On January 18, 2008, a joint venture between Canwest and Goldman Sachs Capital Partners known as CW Media, acquired 49% of Scream through its purchase of Alliance Atlantis' broadcasting assets, which were placed in a trust in August 2007.

On September 9, 2009, Scream was re-launched as Dusk, shifting away from horror and "gore" to focus more broadly on paranormal and suspense-driven programming (such as Supernatural and mainstream film premieres such as Along Came a Spider), to appeal to a broader viewer demographic such as women.

On October 27, 2010, ownership changed once again as Shaw Communications gained a 49% stake in Scream as a result of its acquisition of Canwest and Goldman Sachs' interest in CW Media.
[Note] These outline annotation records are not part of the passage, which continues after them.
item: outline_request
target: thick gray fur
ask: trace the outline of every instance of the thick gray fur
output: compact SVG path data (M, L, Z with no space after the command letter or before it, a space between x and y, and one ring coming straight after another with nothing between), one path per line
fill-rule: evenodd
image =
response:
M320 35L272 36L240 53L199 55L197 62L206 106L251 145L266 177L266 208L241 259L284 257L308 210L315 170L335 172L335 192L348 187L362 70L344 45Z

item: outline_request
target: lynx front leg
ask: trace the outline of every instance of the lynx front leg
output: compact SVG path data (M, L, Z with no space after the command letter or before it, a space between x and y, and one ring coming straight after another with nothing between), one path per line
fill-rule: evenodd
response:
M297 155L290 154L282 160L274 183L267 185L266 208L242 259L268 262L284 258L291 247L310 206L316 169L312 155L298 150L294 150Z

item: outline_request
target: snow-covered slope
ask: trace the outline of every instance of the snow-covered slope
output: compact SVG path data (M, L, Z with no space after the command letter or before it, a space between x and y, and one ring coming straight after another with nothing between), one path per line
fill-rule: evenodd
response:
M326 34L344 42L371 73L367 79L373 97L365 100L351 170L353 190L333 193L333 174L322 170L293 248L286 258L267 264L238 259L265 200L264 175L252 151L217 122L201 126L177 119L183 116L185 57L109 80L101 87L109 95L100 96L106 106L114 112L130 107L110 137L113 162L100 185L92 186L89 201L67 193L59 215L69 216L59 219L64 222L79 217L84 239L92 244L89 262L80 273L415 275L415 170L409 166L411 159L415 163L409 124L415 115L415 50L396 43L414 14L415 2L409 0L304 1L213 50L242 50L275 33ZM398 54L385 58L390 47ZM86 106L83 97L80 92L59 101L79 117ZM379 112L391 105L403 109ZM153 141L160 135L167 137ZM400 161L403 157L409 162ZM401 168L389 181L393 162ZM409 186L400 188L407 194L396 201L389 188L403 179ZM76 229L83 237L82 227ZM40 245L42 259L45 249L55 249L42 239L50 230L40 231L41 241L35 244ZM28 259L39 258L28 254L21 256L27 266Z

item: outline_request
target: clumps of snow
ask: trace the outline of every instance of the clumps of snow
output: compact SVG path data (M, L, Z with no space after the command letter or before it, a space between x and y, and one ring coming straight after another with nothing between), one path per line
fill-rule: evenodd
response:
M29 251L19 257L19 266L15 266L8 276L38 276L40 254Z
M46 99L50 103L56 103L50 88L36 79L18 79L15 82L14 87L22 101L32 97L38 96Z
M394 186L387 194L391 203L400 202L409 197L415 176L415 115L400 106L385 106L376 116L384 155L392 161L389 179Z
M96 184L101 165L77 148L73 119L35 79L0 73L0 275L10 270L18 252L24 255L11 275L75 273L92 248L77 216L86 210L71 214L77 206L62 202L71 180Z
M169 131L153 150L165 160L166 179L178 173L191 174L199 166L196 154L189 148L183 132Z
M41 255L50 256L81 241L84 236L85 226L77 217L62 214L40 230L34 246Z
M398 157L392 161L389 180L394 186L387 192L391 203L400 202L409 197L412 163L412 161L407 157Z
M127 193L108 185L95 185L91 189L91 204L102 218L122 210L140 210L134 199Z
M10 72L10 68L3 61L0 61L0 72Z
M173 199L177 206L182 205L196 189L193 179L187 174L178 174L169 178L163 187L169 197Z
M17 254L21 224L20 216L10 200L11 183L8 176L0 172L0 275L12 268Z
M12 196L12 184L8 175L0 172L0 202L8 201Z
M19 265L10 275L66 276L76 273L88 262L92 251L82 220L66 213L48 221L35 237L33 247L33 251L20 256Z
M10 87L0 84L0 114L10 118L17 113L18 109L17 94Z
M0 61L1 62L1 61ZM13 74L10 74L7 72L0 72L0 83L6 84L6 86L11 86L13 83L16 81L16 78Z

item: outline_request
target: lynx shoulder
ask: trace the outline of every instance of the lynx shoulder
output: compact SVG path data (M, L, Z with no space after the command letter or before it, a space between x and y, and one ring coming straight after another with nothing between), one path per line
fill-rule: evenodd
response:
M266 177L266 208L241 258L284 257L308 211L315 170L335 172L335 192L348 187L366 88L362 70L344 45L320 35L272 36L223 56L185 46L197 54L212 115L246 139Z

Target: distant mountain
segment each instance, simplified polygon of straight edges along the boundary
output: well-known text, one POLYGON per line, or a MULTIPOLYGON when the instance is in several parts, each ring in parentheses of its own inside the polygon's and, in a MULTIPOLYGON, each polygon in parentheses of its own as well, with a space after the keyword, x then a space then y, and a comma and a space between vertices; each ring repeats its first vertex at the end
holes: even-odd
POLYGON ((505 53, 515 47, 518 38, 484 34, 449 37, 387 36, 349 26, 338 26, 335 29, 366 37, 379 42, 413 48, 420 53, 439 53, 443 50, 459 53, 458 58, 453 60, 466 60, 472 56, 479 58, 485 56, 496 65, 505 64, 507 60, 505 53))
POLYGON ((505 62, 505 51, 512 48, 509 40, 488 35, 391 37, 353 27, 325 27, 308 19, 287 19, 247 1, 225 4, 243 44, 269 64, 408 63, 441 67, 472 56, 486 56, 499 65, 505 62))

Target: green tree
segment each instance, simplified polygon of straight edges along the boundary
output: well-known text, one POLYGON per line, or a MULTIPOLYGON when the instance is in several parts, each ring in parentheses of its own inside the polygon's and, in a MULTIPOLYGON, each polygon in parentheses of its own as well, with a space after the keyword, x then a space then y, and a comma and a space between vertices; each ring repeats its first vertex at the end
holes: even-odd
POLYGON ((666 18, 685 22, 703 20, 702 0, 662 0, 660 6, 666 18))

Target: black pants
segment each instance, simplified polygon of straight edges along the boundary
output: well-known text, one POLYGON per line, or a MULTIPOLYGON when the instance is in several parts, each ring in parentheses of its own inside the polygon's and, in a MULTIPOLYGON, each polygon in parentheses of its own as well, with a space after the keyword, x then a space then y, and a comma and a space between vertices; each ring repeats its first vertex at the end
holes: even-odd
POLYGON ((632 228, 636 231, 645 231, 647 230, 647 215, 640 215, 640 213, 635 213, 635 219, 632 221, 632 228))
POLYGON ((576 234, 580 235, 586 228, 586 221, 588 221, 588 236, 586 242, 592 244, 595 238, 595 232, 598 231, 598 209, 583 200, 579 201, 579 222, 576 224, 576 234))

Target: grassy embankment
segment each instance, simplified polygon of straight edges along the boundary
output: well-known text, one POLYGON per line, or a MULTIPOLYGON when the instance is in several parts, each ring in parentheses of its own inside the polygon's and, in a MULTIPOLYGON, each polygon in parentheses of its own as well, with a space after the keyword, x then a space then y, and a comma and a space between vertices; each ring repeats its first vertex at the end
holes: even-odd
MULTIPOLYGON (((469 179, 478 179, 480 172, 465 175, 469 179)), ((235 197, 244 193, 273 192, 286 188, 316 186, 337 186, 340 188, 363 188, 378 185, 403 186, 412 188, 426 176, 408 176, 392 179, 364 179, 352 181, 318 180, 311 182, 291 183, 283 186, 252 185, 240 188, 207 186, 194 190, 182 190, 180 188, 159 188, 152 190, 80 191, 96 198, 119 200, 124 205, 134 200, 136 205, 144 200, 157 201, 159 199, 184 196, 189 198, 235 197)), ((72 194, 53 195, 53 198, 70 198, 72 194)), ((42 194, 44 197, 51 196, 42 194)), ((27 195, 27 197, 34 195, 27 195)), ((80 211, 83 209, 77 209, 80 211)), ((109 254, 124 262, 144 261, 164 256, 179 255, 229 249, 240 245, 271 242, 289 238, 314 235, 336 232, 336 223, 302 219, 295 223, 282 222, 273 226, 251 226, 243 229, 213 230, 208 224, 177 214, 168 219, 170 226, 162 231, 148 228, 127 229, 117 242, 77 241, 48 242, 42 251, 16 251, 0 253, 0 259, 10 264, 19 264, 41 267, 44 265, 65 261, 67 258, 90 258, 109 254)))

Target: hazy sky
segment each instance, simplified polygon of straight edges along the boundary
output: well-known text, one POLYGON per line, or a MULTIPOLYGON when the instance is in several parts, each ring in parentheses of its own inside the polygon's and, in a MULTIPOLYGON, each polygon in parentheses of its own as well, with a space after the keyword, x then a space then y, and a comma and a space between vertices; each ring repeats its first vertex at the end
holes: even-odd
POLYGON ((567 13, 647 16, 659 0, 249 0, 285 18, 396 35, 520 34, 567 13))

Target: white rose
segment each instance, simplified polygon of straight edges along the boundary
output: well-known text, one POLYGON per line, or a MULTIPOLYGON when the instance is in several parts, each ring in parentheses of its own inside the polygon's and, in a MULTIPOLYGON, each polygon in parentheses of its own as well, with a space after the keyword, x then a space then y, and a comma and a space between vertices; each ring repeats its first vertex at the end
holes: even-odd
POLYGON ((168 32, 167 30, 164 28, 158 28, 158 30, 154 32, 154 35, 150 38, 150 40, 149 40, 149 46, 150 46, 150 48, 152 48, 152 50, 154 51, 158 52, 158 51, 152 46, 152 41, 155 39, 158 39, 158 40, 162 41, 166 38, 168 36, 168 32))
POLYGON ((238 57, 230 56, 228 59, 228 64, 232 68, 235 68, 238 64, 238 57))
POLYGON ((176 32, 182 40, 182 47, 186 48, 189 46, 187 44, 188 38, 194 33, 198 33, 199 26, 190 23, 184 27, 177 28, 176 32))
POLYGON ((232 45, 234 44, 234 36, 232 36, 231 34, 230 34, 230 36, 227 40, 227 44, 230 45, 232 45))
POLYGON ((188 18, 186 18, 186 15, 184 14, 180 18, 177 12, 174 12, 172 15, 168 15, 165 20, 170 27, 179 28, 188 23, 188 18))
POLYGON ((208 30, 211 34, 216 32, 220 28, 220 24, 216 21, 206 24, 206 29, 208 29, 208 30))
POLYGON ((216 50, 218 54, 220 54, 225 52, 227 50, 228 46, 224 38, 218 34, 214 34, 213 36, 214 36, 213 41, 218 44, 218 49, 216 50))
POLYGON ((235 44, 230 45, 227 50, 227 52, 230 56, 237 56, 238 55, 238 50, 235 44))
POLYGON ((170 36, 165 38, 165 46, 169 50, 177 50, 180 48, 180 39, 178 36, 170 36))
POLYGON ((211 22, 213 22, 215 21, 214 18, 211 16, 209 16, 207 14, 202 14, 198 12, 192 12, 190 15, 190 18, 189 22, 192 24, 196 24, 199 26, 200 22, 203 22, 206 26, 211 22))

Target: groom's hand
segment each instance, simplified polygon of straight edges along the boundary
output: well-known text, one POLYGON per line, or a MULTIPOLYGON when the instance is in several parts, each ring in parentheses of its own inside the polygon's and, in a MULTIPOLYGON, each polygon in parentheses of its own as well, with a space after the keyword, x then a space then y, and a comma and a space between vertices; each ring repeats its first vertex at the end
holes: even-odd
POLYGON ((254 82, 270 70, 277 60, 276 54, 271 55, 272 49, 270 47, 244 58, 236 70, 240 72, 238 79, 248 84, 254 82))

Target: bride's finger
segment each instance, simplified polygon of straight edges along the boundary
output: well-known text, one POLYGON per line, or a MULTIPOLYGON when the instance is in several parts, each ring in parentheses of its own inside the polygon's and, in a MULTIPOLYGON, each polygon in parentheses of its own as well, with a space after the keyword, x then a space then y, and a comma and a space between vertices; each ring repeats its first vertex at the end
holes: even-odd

On February 10, 2012, Dusk revealed through an announcement via its Twitter and Facebook accounts, that it would be ceasing operations on March 23, 2012. A statement later announced on the channel's website stated the channel was being shuttered for strategic reasons to concentrate on "areas of expertise." Corus later indicated more specifically, through CRTC filings, that Dusk was discontinued to proceed with the launch of ABC Spark, such that Shaw Cable and Shaw Direct could carry the latter while complying with the CRTC's "3:1 ratio" policy (which limits the proportion of speciality channels carried from companies affiliated with a particular service provider).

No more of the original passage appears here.